Où la preuve est apportée que
Cerberus Shoal, depuis ses débuts punk en 1994, a fait du chemin, délaissant les atmosphères obscures du post-rock au profit d’une théâtralité baroque, une sorte de longue geste épique en six épisodes, orchestrale (on ne compte plus le nombre d’instruments qui se disputent l’espace audible, d l’accordéon aux xylophones et autres marimbas), gorgée de voix (qui couvrent tous les registres avec une expressivité étonnante).

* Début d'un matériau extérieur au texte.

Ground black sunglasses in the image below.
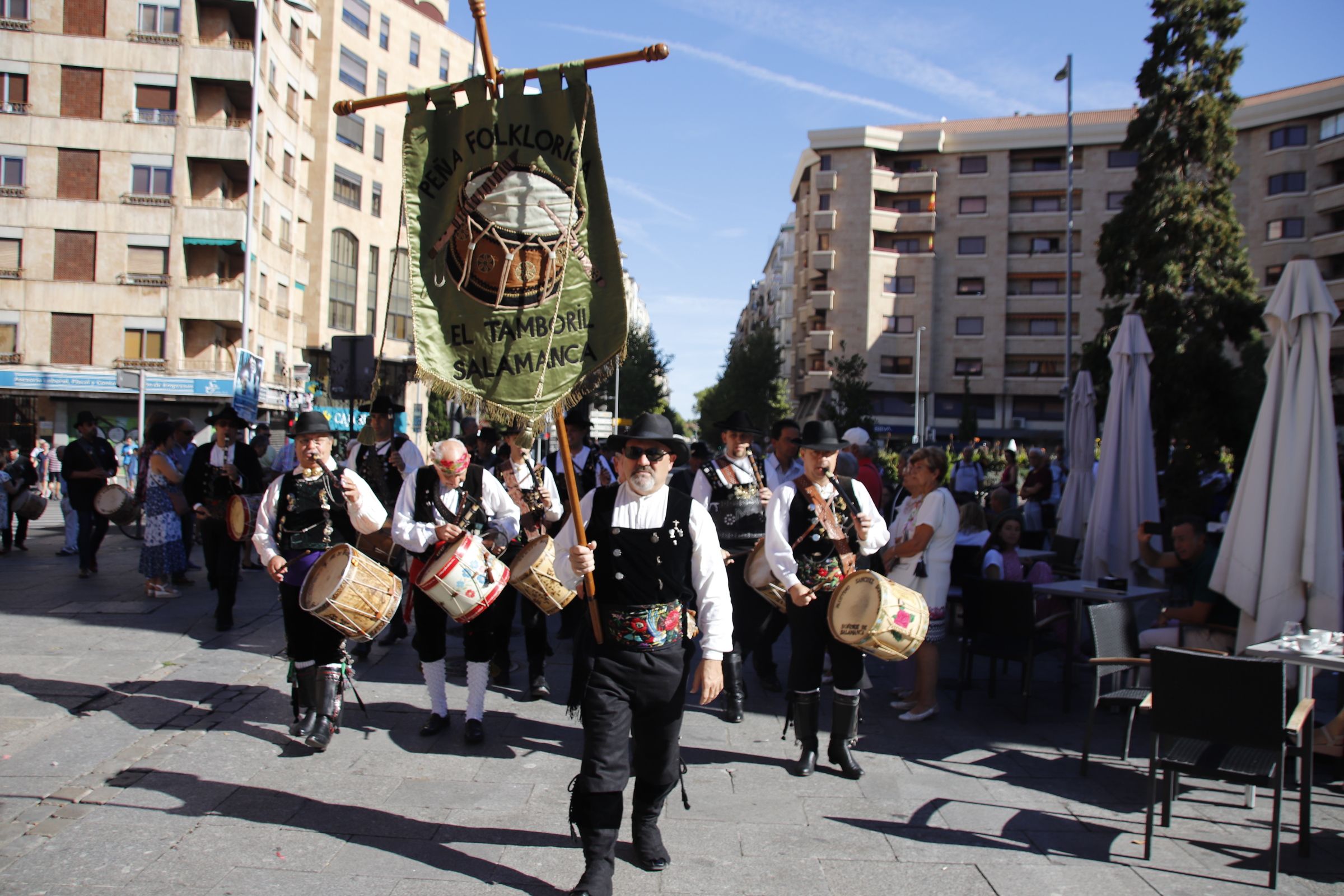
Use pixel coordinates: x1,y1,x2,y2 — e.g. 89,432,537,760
621,445,672,464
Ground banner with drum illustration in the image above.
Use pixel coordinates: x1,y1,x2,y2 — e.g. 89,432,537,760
403,63,626,422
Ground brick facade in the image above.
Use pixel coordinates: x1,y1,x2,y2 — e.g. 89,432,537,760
57,149,98,202
60,66,102,118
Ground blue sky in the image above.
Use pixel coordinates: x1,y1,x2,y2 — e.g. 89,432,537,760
449,0,1344,417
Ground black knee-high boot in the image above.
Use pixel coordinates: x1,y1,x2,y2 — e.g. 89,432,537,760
570,792,622,896
793,690,821,778
631,779,676,870
723,650,747,721
827,693,863,781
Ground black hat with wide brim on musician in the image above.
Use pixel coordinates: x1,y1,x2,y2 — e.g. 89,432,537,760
606,414,689,465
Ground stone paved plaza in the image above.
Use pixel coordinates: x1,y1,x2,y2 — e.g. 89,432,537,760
0,508,1344,896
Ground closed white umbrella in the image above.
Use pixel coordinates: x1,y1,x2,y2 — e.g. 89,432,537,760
1082,314,1160,579
1055,371,1096,540
1208,260,1341,650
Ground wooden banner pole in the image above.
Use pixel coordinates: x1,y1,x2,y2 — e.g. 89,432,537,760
555,404,602,643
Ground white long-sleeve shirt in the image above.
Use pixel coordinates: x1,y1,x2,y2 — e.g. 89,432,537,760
555,482,732,660
253,458,387,566
393,470,519,553
765,479,890,589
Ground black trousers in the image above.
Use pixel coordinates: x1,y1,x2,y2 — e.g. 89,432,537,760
411,589,512,662
494,586,551,680
196,517,240,624
789,594,863,690
574,641,691,800
276,583,346,665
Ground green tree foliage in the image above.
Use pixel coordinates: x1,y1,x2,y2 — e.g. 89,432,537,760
821,340,878,435
695,328,790,442
1083,0,1263,485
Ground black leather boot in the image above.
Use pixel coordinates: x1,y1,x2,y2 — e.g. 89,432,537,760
793,690,821,778
304,666,340,752
570,792,622,896
723,650,747,721
631,779,676,870
289,666,317,740
827,693,863,781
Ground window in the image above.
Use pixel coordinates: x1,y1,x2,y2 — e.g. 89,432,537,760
1269,171,1306,196
881,277,915,296
326,230,359,332
340,47,368,93
387,249,411,340
140,3,179,34
878,354,915,376
340,0,368,38
961,156,989,175
1106,149,1138,168
130,165,172,196
367,246,377,336
1269,125,1306,149
957,277,985,296
1264,218,1306,239
336,113,364,152
121,329,164,358
332,165,364,208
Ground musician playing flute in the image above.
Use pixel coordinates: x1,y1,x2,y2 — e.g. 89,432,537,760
181,404,262,631
344,395,424,657
765,421,887,778
494,424,563,700
555,414,732,896
691,411,778,723
393,439,519,744
253,411,387,752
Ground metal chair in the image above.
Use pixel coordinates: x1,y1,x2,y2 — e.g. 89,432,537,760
1082,600,1149,777
1144,647,1316,889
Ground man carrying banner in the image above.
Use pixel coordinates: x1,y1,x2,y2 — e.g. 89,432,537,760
253,411,387,752
555,414,732,896
393,439,519,744
691,411,780,723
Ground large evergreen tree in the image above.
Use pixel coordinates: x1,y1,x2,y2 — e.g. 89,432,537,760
1083,0,1263,475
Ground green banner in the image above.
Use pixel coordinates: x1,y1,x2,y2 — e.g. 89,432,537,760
403,62,626,422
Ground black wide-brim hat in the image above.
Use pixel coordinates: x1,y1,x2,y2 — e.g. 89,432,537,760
359,395,406,414
289,411,332,438
713,411,760,435
801,421,846,451
606,414,689,466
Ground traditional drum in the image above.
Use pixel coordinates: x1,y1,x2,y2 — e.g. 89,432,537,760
10,489,47,520
93,482,140,525
298,544,402,641
225,494,262,542
743,539,789,613
827,570,928,660
508,535,574,615
416,532,508,622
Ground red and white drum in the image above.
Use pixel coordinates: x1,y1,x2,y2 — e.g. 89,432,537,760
416,533,508,622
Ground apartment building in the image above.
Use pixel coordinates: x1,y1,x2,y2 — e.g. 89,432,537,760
790,78,1344,438
0,0,321,444
302,0,473,447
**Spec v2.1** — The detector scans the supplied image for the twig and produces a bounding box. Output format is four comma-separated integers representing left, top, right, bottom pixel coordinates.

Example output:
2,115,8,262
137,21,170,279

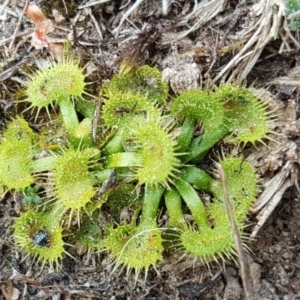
0,0,10,15
115,0,143,37
78,0,110,9
216,163,255,300
88,8,103,41
8,0,29,50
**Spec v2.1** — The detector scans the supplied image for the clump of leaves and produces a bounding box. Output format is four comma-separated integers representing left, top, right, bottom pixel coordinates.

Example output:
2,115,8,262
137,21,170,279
0,61,271,277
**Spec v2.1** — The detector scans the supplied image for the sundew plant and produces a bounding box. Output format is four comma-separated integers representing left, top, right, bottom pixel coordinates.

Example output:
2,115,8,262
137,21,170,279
0,59,271,276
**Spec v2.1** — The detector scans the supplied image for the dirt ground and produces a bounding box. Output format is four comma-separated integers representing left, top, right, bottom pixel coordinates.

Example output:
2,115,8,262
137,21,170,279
0,0,300,300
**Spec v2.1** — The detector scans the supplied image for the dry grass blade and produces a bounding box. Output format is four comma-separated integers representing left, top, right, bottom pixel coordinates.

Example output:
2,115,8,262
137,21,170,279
213,0,286,82
216,163,255,300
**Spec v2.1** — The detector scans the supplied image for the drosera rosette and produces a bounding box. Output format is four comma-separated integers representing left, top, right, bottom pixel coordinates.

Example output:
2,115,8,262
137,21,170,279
50,148,99,227
99,186,164,280
106,120,181,187
171,84,272,163
13,210,68,269
214,84,273,145
102,92,161,153
102,63,169,105
0,118,37,190
25,58,94,146
175,157,257,263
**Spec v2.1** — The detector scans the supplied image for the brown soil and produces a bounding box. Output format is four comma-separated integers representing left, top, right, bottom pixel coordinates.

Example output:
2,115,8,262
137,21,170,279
0,0,300,300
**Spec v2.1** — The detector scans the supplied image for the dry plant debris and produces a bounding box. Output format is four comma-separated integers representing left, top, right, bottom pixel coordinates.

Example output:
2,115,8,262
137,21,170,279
0,0,300,299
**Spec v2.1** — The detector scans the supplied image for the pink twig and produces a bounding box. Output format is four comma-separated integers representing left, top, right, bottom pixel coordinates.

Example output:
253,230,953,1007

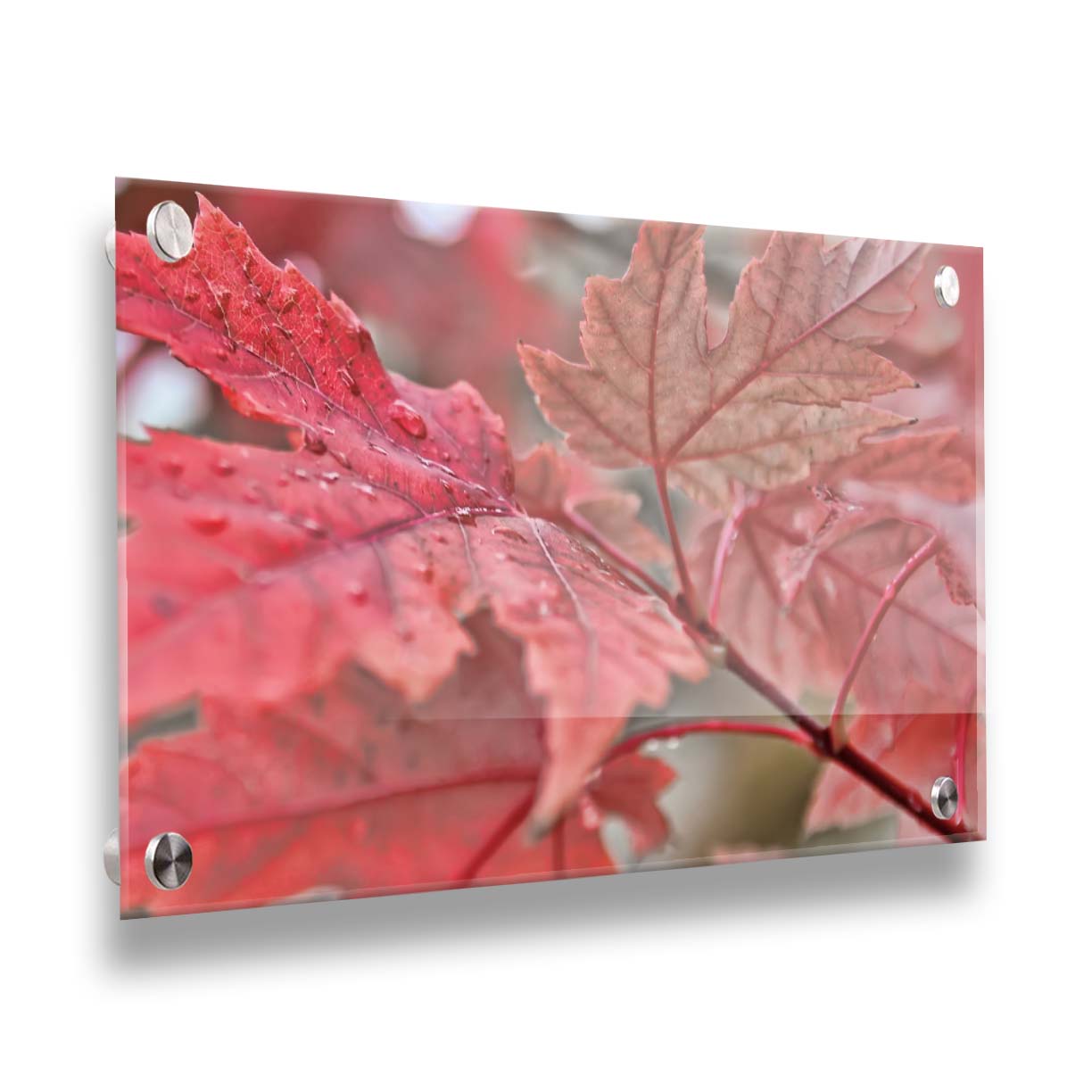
830,535,940,749
604,721,823,765
952,713,972,820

Ménageant la mélodie comme la folie dissonante,
Cerberus Shoal joue sur tous les tableaux, et propose un psycho-rock dont la singularité n’interdit pas la citation à outrances des friches post-rock : ici, c’est le
Rideau de
Tape (
Pie for the President) que l’on entend, ailleurs, c’est
Godspeed (
Junior).
Cette exploration du
pays en lequel nous croyons tous s’effectue dans une sorte d’utopie visualisée par la magnifique pochette, mais peut-être avant toutes choses à l’intérieur de quelques bastions recommandables de la musique moderne, pas forcément compatibles entre eux, ce qui créé de belles différences de potentiels. On est jamais loin de Swift et de son Gulliver tant le voyage est étrange, mais l’exploration du monde imaginaire se double toujours d’un versant formaliste, celui de l’exploration de syntaxes, de langages, de vocabulaires musicaux divers : bloc narratif compact, mais comme fissuré par un dialogisme qui se dévoile au fil de l’écoute (des écoutes), ce
The Land We All Believe In se révèle pour le moins labyrinthique. D’où une certaine grandiloquence (d’autres préfèreront l’idée de théâtralité) qui, si elle peut irriter, est aussi, ici, le gage d’une originalité certaine.